Maybe you saw or heard one or both of your parents do or say something that was just as wrong as two left shoes. Well by the time you’re an adult these sorts of revelations are probably old news.
Once you’ve been spinning around the planet for more than a few decades you have probably accepted, ruefully or otherwise, that most humans are mixtures of good and evil, and generally somewhere between saints and sinners. After all as an experienced adult you’ve likely made your own share of mistakes or morally dubious decisions.
And if you’re a Christian are you not commanded to judge not lest you be judged and to worry first about the beam in your own eye before criticizing the speck of dust in someone else’s? Indeed so.
But children don’t have the years of experience or wider perspective needed to be sanguine about the moral failings of others, especially not those of their parents. Children tend not to do nuance all that well. Amelia Fletcher is a high school sophomore. Amelia’s father is an insurance executive; her mother is a nurse.
Amelia has had her first boyfriend, though they haven’t done THAT thing yet. And they never will since Amelia just dumped her boyfriend.
Amelia found the young man insufficiently attentive and possibly unfaithful. But Amelia has bigger problems.
Amelia’s father likes to work in the garage on his classic car on hot summer nights. Amelia sleeps with her window open during those times.
And it’s on such a night that Amelia overhears her father on his cell phone whispering naughty words to a woman who is most definitely not Amelia’s mother.
Amelia hacks into her father’s phone and Facebook account and finds evidence of her father’s affair, including pictures that were obviously not meant for a daughter’s eyes.
Feeling betrayed, hurt, disgusted, and above all outraged, Amelia decides to track down her father’s mistress and exact some payback. To this end she recruits her best friends Cassie and Folline. Cassie and Folline have got Amelia’s back. They are, per book title, ride or die friends.
The girls’ plan is to roll up to this homewrecker’s house and f*** things up, including maybe the homewrecker if she’s there. At the very least the girls intend to put sugar in the woman’s vehicle’s gas tank, paint “whore” all over her home, destroy her clothing, you know the normal procedure in these situations.

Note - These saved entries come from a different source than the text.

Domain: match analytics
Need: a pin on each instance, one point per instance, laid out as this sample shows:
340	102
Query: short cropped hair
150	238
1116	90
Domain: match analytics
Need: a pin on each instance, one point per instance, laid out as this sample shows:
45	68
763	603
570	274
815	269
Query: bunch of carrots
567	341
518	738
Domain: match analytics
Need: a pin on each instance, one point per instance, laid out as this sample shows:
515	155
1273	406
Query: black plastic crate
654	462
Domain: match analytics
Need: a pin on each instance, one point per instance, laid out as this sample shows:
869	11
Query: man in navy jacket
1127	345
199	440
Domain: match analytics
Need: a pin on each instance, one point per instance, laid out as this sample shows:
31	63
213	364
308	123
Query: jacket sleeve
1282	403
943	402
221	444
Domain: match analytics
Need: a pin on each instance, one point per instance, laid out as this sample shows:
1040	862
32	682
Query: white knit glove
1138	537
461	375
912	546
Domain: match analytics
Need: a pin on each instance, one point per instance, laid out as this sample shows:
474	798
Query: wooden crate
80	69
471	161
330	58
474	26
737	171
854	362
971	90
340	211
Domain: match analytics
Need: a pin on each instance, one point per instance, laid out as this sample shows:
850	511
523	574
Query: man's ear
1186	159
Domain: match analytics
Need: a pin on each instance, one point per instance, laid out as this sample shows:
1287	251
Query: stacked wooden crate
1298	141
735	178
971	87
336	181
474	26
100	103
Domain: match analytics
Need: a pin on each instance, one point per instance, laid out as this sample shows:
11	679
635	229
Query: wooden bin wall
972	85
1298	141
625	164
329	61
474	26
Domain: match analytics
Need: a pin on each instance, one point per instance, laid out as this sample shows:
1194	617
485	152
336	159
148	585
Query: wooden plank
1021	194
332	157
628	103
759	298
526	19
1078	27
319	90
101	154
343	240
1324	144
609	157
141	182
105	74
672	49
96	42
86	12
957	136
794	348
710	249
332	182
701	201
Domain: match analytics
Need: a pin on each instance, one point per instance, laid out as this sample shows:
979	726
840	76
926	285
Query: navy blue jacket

But it turns out that Amelia and her friends have blindly inserted themselves into a situation which is far beyond anything they could have anticipated. And they will definitely have serious regrets before the night is over. At under 100 pages, this bare bones story was a very quick read. The characters are swiftly but skillfully drawn. This is probably not a book for sensitive people, but I liked it. Much of the book is dialogue instead of description. There’s not a whole lot of character details or character growth. It’s all about what happens on that one night.